Zelensky’s optimism on Meloni. The new Italian prime minister and her government have taken extremely clear stances in favour of Ukraine and NATO. But several components of her team have spoken out in favour of Russia, both in the past and recently. That does not appear to worry the Ukrainian President, Volodymyr Zelensky, who spoke with Il Corriere della Sera.

  • “For now, I can only speak positively about your newly installed government. I have no negative impressions. I had a telephone conversation with the new PM, who was clearly in favour of our common alliance and assured me of her full support for Ukraine against Russian aggression.”
  • “I think we built a very good relationship in continuity with the period [former PM Mario] Draghi started,” he added, noting that PM Meloni “is now fully involved in discussions in Brussels to send us a package of new military aid. It all sounds good to me.”

What about Berlusconi’s pro-Putin statements? “I did not see [Silvio] Berlusconi’s personal opinions in those sentences; he merely repeated Putin’s,” noted President Zelensky, adding that the former even used the same expressions and narratives as the latter. “That scares me less. Only 8% of Italians vote for him, which is your electorate’s comforting response. That is enough for me anyway, he is almost 90 years old, and I wish him good health,” he told Corriere’s Lorenzo Cremonesi.
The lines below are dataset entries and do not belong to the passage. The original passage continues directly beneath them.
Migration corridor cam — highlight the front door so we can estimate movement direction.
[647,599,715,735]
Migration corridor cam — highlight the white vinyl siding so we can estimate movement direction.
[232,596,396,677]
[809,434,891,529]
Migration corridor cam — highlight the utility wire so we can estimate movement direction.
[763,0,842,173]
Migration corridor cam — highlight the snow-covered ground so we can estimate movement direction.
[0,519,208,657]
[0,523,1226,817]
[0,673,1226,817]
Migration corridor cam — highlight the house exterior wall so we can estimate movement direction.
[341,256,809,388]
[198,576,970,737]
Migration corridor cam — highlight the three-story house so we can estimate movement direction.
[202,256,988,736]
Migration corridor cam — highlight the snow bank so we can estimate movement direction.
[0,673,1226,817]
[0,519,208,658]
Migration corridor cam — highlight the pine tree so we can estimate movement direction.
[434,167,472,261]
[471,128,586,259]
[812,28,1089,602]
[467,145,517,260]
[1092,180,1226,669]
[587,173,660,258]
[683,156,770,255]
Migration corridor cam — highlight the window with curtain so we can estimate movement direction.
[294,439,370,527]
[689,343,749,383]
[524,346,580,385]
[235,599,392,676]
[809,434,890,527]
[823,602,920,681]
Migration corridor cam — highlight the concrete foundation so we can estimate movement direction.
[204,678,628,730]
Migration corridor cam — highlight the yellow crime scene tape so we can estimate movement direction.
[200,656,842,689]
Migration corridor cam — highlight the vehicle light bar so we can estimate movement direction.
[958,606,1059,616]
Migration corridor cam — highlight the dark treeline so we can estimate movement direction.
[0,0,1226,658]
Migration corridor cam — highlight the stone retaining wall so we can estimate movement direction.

Italy as Russia’s trojan horse. Considering Matteo Salvini’s sympathies for President Putin in addition to Mr Berlusconi’s ties with the Russian president, noted the journalist, some suspect Moscow could leverage its Roman connections to break Europe’s Atlanticism. “I don’t see how,” answered the Ukrainian president, circling back to Ms Meloni’s promises.

  • “I see that the Italian people really support Ukraine […] but it is a difficult challenge” which involves “the cost of enduring new economic uncertainties. I know it is difficult to give up doing easy business with Russia in the short term, you risk economic instability,” he added. “But it is for the future of European stability, democracy, civilisation and freedom itself.”